Eminescu vu par ses contemporains
Différentes manifestations culturelles et symposiums sont organisés chaque année pour marquer le 15 janvier, l’anniversaire du poète national Mihai Eminescu. Toutefois, on parle peu de la véritable personnalité du prosateur, publiciste et homme de culture Mihai Eminescu, laquelle reste de ce fait méconnue.
Christine Leșcu, 18.01.2014, 13:00
Différentes manifestations culturelles et symposiums sont organisés chaque année pour marquer le 15 janvier, l’anniversaire du poète national Mihai Eminescu. Toutefois, on parle peu de la véritable personnalité du prosateur, publiciste et homme de culture Mihai Eminescu, laquelle reste de ce fait méconnue.

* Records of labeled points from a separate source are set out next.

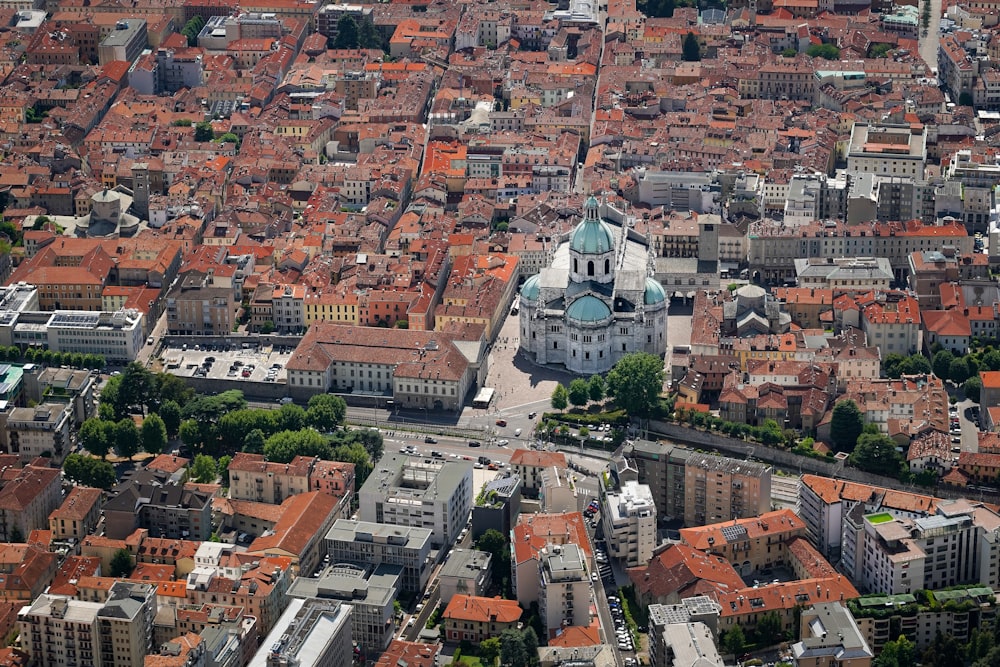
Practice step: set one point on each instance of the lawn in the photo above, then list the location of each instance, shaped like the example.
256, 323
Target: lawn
470, 660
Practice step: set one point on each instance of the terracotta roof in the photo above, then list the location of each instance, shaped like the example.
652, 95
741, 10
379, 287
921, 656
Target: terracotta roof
303, 516
482, 610
534, 532
779, 524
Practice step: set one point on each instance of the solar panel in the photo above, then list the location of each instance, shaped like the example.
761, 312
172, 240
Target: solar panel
734, 533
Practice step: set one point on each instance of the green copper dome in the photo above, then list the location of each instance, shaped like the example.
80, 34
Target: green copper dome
592, 236
529, 290
588, 309
654, 292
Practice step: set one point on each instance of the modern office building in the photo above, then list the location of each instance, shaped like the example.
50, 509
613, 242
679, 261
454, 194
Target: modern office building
564, 599
377, 543
419, 493
311, 633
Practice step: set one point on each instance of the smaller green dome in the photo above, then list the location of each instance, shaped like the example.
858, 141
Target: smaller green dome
654, 292
529, 290
592, 237
588, 309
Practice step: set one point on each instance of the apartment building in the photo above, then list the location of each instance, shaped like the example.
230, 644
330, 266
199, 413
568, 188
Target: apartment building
27, 498
893, 555
530, 464
473, 619
59, 630
717, 488
377, 543
564, 598
922, 617
660, 466
629, 519
311, 633
824, 503
830, 637
533, 537
253, 478
465, 572
78, 514
887, 150
166, 509
750, 545
43, 430
196, 306
403, 491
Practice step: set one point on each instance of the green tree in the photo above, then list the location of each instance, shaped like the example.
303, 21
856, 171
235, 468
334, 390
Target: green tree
596, 388
126, 438
96, 437
223, 468
284, 446
846, 425
876, 453
972, 388
734, 641
190, 433
489, 651
690, 49
170, 413
512, 649
579, 392
153, 434
138, 386
205, 469
991, 360
941, 363
560, 397
958, 370
636, 382
347, 33
254, 442
326, 412
769, 630
203, 132
825, 51
121, 563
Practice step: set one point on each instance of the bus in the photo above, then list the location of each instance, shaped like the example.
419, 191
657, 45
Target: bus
483, 398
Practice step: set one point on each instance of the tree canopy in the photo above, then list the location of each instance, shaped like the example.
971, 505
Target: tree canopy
636, 382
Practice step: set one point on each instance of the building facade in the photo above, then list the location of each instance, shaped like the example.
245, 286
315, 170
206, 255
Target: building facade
596, 302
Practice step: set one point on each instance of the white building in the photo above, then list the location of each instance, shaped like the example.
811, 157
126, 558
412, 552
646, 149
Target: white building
887, 150
596, 302
311, 633
32, 432
564, 597
436, 495
630, 524
57, 630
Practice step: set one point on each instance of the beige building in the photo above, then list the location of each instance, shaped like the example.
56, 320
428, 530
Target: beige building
197, 306
721, 489
33, 432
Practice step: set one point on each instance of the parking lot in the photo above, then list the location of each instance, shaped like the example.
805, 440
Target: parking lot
237, 363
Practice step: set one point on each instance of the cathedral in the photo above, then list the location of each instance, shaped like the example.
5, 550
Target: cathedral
597, 301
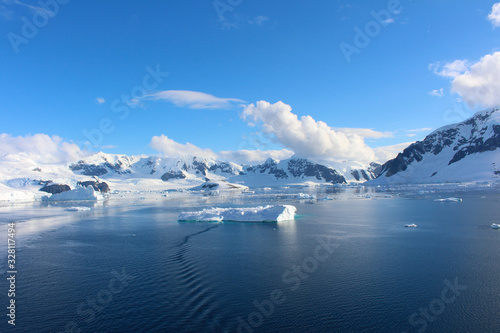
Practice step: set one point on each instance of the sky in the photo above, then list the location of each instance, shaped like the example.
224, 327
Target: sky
241, 80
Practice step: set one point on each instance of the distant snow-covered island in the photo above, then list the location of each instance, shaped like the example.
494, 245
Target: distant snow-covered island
466, 152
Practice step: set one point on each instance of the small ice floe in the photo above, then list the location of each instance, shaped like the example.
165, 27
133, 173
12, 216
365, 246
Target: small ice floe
306, 196
271, 213
77, 209
452, 199
80, 193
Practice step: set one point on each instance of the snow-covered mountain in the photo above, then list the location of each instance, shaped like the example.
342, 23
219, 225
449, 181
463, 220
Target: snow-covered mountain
466, 151
291, 171
25, 177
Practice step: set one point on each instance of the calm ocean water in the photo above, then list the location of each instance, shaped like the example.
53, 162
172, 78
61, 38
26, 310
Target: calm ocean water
346, 265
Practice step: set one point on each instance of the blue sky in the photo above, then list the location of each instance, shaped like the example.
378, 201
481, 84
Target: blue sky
63, 78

C’est justement cet aspect qu’a été remis sur le tapis lors de la parution chez Humanitas, du volume « Témoignages sur Eminescu. L’histoire d’une vie racontée par ses contemporains ». Les 500 pages du volume réunissent les témoignages et opinions de ceux ayant connu Mihai Eminescu — hommes de culture importants de l’époque (Titu Maiorescu, I.L Caragiale, Ioan Slavici) mais aussi amis et personnes de l’entourage du poète, ces derniers étant pour la plupart tombés de nos jours dans l’oubli. Tous les textes du volume mettent en exergue différents traits de la personnalité d’Eminescu afin de dresser un portrait moral aussi authentique et exhaustif que possible.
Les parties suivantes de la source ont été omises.